Hay que poner el acento en la labor no sólo histórica, si no historiográfica, de El Reino. En sus páginas se tratan, en un estilo accesible pero riguroso, lúcido y ameno, las contribuciones de las diferentes versiones y traducciones de las Sagradas Escrituras, una exégesis de muchos de sus pasajes, el revisionismo, su rigor histórico, su autoría… Las aportaciones propias del autor (lo que él llamaría su Sundergut), se presentan convenientemente etiquetadas, y algunas son tan maravillosas como la reflexión acerca del “acento de la Verdad”.

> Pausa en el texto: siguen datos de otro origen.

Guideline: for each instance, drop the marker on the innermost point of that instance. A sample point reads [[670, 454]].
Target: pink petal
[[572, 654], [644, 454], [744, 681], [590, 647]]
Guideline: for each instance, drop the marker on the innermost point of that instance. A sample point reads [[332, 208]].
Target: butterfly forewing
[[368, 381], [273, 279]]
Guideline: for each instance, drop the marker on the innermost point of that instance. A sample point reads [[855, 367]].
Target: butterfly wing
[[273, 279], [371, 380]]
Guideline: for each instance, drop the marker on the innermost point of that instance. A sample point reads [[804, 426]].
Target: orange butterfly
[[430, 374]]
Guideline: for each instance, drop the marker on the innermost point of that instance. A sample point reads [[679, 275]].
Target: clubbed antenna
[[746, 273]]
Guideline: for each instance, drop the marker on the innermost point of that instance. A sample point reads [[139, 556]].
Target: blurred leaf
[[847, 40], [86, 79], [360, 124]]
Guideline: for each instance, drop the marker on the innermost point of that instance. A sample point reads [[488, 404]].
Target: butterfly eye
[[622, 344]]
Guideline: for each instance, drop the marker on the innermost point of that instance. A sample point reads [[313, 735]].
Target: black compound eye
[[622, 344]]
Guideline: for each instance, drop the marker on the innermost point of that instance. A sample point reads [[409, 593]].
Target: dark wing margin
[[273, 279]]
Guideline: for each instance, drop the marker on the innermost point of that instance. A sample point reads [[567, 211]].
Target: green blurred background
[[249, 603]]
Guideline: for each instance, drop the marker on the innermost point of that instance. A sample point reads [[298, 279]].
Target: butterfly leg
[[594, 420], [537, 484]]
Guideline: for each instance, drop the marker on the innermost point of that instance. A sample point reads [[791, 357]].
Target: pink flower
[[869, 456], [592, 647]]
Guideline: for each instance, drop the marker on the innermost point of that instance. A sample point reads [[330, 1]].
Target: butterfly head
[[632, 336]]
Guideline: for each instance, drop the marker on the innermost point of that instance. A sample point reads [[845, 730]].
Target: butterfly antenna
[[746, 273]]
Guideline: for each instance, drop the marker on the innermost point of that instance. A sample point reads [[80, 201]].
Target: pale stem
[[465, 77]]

Pero Carrére, fiel al que viene siendo este estilo propio, no se queda aquí. Escrita a raíz de una época de conversión y fervor religioso propiciada por una crisis personal, le sirve como excusa para un ejercicio magistral de introspección y de sinceridad acerca de la fe, de lo subversivo de un mensaje, el de una secta del siglo I, que perdura hoy tan vivo como entonces, de la irracionalidad de los actos que se cometen en su nombre, y de filosofías de vida alternativas e históricamente enfrentadas a ella, como el estoicismo o el propio judaísmo. Así, El Reino es también un manual de filosofía y del ars vivendi que zarandea violentamente al lector.

Un lector que habrá viajado a lo largo de los siglos, que habrá aprendido a valorar la Historia, que se habrá emocionado, y, ante todo, que desde entonces verá sus convicciones y su cultura renovadas y sólidamente blindadas, o bien irreversiblemente agrietadas.